Hi, I'm a 17 year old student and am at college. I think I may be suffering from Anxiety, over the last 2 or 3 years I have been extremely self concious, I'm constantly worried about what other people think of me, especially at college. It makes me worry about the way I walk, am constantly thinking about my actions and terrified of making a fool of myself. I also find it hard to meet new people, for example, when my mum has a friend around and I am upstairs in my bedroom, I find that I have to pluck up lots of courage to go down stairs and confront them. This is the same situation when my sister (who is 2 years younger than me) has her friends round, as I worry about what they think of me and worry about my actions around them. On some occasions, I have kept myself shut upstairs to avoid them. This has also caused me to avoid attending parties/gatherings I have been invited to. I also worry about the most silliest of things such as putting my hand up in class and being asked to answer a question in class. I also think and expect the worst case senario in any situation. I worry about the health of my family members. Worry about my money and my mums financial situation. I am obsessive, for example I have to do things in a certain way to avoid something bad happening to me.

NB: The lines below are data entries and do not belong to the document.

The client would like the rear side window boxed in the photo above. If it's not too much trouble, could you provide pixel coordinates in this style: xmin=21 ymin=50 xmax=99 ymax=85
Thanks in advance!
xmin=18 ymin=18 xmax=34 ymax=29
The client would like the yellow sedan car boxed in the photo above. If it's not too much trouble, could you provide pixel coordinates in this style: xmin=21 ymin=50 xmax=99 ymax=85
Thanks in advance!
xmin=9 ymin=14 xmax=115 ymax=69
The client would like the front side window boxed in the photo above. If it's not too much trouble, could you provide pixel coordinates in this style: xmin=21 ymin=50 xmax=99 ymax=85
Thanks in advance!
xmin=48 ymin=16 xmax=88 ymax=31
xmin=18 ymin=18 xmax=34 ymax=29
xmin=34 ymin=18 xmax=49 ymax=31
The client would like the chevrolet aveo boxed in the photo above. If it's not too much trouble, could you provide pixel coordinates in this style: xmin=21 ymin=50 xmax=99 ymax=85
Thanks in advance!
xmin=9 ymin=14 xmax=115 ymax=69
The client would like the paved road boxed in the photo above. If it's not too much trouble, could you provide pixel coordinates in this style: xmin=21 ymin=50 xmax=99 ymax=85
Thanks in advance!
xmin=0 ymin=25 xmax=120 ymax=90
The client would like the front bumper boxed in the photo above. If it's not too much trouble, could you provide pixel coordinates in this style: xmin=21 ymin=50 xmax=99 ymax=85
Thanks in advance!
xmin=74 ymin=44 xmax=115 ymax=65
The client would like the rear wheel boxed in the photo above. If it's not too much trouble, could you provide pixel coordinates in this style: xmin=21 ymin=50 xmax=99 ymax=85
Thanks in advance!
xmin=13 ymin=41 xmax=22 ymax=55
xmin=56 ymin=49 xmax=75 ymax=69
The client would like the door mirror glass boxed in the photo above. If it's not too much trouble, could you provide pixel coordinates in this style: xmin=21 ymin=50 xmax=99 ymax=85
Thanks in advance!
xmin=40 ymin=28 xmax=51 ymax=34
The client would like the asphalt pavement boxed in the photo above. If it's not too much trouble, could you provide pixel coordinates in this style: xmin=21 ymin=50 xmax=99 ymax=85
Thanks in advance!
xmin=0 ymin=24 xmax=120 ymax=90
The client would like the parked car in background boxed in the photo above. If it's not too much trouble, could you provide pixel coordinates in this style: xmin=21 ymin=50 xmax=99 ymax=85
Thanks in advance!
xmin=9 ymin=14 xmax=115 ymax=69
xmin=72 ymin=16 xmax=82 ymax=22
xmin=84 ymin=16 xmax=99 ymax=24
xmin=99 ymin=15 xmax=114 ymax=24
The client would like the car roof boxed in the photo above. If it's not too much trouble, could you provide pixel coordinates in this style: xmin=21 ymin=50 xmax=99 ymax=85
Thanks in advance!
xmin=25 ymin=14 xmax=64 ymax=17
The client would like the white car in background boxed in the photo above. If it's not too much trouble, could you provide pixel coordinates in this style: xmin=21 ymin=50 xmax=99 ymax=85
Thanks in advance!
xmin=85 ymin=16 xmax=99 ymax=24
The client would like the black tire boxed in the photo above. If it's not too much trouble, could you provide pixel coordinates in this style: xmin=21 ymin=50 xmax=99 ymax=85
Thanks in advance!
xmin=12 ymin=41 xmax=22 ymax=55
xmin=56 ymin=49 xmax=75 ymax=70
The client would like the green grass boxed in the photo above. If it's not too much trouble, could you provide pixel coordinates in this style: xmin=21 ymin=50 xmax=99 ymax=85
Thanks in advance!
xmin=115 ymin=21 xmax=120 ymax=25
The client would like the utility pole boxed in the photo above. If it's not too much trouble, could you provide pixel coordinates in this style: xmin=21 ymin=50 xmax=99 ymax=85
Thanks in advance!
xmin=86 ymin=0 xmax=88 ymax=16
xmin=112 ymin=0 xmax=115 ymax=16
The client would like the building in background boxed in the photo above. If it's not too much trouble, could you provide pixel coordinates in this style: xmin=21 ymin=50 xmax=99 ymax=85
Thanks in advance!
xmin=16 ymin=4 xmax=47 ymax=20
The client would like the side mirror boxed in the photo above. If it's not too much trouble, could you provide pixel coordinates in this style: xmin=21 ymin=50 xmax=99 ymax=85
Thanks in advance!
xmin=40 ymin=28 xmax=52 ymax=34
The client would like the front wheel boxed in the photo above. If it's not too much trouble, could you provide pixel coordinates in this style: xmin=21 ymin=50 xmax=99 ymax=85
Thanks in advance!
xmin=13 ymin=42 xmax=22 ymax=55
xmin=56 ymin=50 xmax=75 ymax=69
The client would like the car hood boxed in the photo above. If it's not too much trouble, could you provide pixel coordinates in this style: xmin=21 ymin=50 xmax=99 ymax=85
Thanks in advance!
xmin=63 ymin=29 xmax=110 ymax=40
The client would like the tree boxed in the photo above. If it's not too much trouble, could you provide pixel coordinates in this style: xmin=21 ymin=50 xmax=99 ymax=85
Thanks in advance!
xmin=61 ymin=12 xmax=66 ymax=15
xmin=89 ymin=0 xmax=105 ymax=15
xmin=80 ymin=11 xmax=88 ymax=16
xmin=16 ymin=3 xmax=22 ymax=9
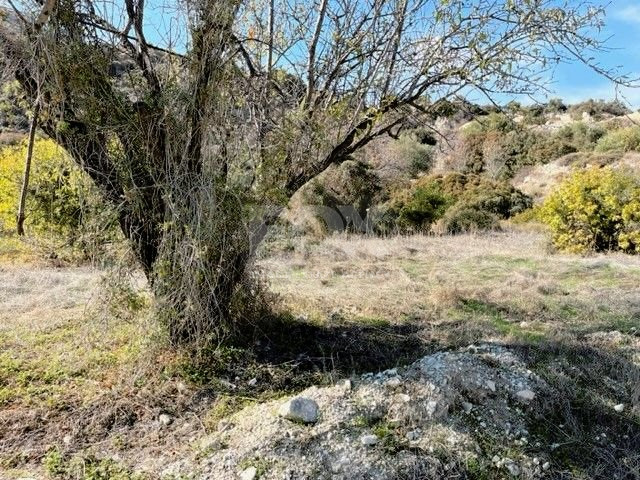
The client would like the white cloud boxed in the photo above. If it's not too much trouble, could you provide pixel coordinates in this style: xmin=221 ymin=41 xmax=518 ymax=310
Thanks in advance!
xmin=552 ymin=82 xmax=640 ymax=109
xmin=613 ymin=5 xmax=640 ymax=24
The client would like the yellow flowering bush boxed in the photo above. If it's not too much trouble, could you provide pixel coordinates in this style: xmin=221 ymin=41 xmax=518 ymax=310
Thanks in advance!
xmin=539 ymin=167 xmax=640 ymax=253
xmin=0 ymin=138 xmax=115 ymax=250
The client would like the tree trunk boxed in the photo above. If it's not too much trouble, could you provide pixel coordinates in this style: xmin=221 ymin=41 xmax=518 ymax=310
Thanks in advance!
xmin=16 ymin=99 xmax=40 ymax=236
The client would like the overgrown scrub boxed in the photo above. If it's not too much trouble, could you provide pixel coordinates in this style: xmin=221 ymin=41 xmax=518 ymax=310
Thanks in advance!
xmin=303 ymin=160 xmax=382 ymax=231
xmin=453 ymin=113 xmax=578 ymax=176
xmin=539 ymin=167 xmax=640 ymax=253
xmin=387 ymin=173 xmax=532 ymax=233
xmin=596 ymin=126 xmax=640 ymax=152
xmin=0 ymin=138 xmax=116 ymax=255
xmin=569 ymin=99 xmax=631 ymax=120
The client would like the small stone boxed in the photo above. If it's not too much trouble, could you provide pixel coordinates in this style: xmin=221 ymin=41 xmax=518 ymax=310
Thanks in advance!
xmin=398 ymin=393 xmax=411 ymax=403
xmin=278 ymin=397 xmax=318 ymax=423
xmin=504 ymin=460 xmax=520 ymax=477
xmin=240 ymin=467 xmax=258 ymax=480
xmin=384 ymin=376 xmax=402 ymax=388
xmin=158 ymin=413 xmax=173 ymax=425
xmin=405 ymin=430 xmax=420 ymax=442
xmin=516 ymin=390 xmax=536 ymax=402
xmin=360 ymin=435 xmax=380 ymax=447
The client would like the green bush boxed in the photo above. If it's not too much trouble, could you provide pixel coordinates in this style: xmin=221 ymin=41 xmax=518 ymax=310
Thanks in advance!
xmin=386 ymin=173 xmax=532 ymax=233
xmin=539 ymin=167 xmax=640 ymax=253
xmin=397 ymin=186 xmax=451 ymax=230
xmin=0 ymin=139 xmax=117 ymax=252
xmin=569 ymin=99 xmax=631 ymax=120
xmin=442 ymin=204 xmax=500 ymax=234
xmin=596 ymin=127 xmax=640 ymax=152
xmin=395 ymin=132 xmax=434 ymax=176
xmin=302 ymin=160 xmax=382 ymax=232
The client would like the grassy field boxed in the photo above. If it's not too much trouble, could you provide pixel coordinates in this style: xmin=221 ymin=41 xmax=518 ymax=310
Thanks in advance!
xmin=0 ymin=230 xmax=640 ymax=479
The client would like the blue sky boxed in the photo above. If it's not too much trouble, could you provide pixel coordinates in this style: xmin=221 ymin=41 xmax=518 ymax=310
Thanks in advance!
xmin=551 ymin=0 xmax=640 ymax=109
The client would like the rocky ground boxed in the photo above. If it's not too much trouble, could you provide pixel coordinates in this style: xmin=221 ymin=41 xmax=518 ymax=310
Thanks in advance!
xmin=179 ymin=345 xmax=551 ymax=480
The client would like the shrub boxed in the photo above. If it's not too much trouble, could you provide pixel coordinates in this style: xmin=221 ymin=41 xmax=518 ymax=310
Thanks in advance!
xmin=397 ymin=186 xmax=451 ymax=230
xmin=387 ymin=173 xmax=532 ymax=233
xmin=0 ymin=139 xmax=116 ymax=251
xmin=395 ymin=131 xmax=434 ymax=176
xmin=569 ymin=99 xmax=631 ymax=120
xmin=540 ymin=167 xmax=640 ymax=253
xmin=596 ymin=127 xmax=640 ymax=152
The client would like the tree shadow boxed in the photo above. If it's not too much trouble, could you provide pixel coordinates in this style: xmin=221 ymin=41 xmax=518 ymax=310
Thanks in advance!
xmin=185 ymin=315 xmax=443 ymax=398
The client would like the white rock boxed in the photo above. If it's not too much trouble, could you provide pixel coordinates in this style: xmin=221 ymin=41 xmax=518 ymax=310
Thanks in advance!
xmin=158 ymin=413 xmax=173 ymax=425
xmin=516 ymin=390 xmax=536 ymax=402
xmin=405 ymin=430 xmax=420 ymax=442
xmin=427 ymin=400 xmax=438 ymax=416
xmin=398 ymin=393 xmax=411 ymax=403
xmin=240 ymin=467 xmax=258 ymax=480
xmin=504 ymin=460 xmax=520 ymax=477
xmin=360 ymin=435 xmax=380 ymax=447
xmin=278 ymin=397 xmax=318 ymax=423
xmin=384 ymin=376 xmax=402 ymax=388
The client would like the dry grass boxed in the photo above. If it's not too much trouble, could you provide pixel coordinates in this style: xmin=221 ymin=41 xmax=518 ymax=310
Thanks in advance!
xmin=0 ymin=230 xmax=640 ymax=479
xmin=262 ymin=230 xmax=640 ymax=339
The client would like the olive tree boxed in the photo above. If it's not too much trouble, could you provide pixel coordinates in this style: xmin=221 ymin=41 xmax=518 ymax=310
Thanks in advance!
xmin=0 ymin=0 xmax=622 ymax=342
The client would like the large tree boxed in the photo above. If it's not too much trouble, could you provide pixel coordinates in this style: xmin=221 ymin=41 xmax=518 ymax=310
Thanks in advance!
xmin=0 ymin=0 xmax=632 ymax=342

I'm scared about dying. Everyday I feel I am suffering from an undetected illness (such as cancer and tumours). Sometimes I also experience a sudden wave of intense fear and panic, and everything seems unreal. (I am unsure whether these are anxiety/panic attacks), these first started when I was 12/13 years old and usually last 2-3 minutes. they are normally triggered when i think 'what if nothing is real? what if im not actually here? ' everything feels like a dream. I think i have managed to keep calm during these.

I am unsure whether I am suffering from anxiety, and would like some thoughts from you guys. I would be very pleased for any feedback. Many Thanks.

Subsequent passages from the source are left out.